Tuesday, May 17, 2011
Weekly Recipe: Shrimp Cobb Salad
This is a great spring/summer salad. It's got it all in one dish - the protein and the veggies. That doesn't mean it doesn't take a while to chop everything up but it's all worth it in the end. I did doctor up the dressing a bit and used cooked shrimp but otherwise kept it pretty much as written.
Shrimp Cobb Salad
adapted from Southern Living
1 pound large shrimp, cooked and tails removed
1/2 teaspoon paprika
1/4 teaspoon black pepper
1/4 teaspoon salt, divided
2 1/2 tablespoons champagne vinegar (or your favorite vinegar)
3 tablespoons extra-virgin olive oil
1 tablespoon whole-grain Dijon mustard
1 head romaine lettuce
1 cups cherry tomatoes, quartered
1 cup shredded carrots (about 2 carrots)
1 cup frozen whole-kernel corn, thawed
1 ripe peeled avocado, cut into 8 wedges
1. Place shrimp in a large ziplock bag and add paprika, salt, and pepper. Toss to coat.

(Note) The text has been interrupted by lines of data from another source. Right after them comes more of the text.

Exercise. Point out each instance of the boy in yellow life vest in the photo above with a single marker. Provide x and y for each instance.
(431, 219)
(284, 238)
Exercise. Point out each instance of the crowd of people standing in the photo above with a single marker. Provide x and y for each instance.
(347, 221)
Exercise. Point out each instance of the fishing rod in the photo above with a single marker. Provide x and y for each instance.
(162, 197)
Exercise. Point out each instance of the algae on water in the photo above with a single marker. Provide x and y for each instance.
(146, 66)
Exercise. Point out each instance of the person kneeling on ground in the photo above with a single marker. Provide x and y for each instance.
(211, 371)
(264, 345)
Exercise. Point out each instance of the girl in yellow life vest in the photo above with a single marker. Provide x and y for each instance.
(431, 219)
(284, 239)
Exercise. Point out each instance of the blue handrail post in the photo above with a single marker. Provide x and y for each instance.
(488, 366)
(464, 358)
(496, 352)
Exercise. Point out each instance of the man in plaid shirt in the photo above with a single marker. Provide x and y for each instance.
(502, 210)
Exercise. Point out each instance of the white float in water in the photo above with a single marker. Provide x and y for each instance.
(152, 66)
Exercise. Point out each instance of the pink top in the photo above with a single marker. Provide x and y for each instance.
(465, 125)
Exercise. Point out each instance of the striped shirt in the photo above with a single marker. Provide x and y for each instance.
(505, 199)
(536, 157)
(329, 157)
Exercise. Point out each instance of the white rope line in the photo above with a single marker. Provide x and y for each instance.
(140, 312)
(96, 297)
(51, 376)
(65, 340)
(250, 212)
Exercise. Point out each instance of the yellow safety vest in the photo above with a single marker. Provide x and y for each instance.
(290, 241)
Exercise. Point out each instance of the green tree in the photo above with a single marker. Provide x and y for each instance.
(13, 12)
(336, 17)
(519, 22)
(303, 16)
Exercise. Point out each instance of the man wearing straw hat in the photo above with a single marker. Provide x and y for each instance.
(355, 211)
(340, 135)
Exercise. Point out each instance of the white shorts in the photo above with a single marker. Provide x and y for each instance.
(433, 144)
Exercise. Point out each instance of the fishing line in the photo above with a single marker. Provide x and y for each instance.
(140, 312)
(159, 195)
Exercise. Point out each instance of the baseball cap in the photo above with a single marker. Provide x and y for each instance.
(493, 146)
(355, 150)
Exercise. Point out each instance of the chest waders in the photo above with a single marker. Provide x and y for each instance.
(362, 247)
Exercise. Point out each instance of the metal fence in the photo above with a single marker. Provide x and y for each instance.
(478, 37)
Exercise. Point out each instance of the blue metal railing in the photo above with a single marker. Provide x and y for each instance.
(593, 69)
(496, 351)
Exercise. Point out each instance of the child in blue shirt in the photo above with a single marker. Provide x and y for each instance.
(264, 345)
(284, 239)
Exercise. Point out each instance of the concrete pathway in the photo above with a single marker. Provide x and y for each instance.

2. Combine remaining 1/8 teaspoon salt, vinegar, oil, and mustard in a large bowl, stirring with a whisk. (You may want to double the amount of dressing, as I found this to be a bit sparse.) Add lettuce; toss to coat.
3. Arrange about 1 1/2 cups lettuce mixture on each of 4 plates. Top each serving with about 6 shrimp, 1/2 cup tomatoes, 1/4 cup carrot, 1/4 cup corn, and 2 avocado wedges.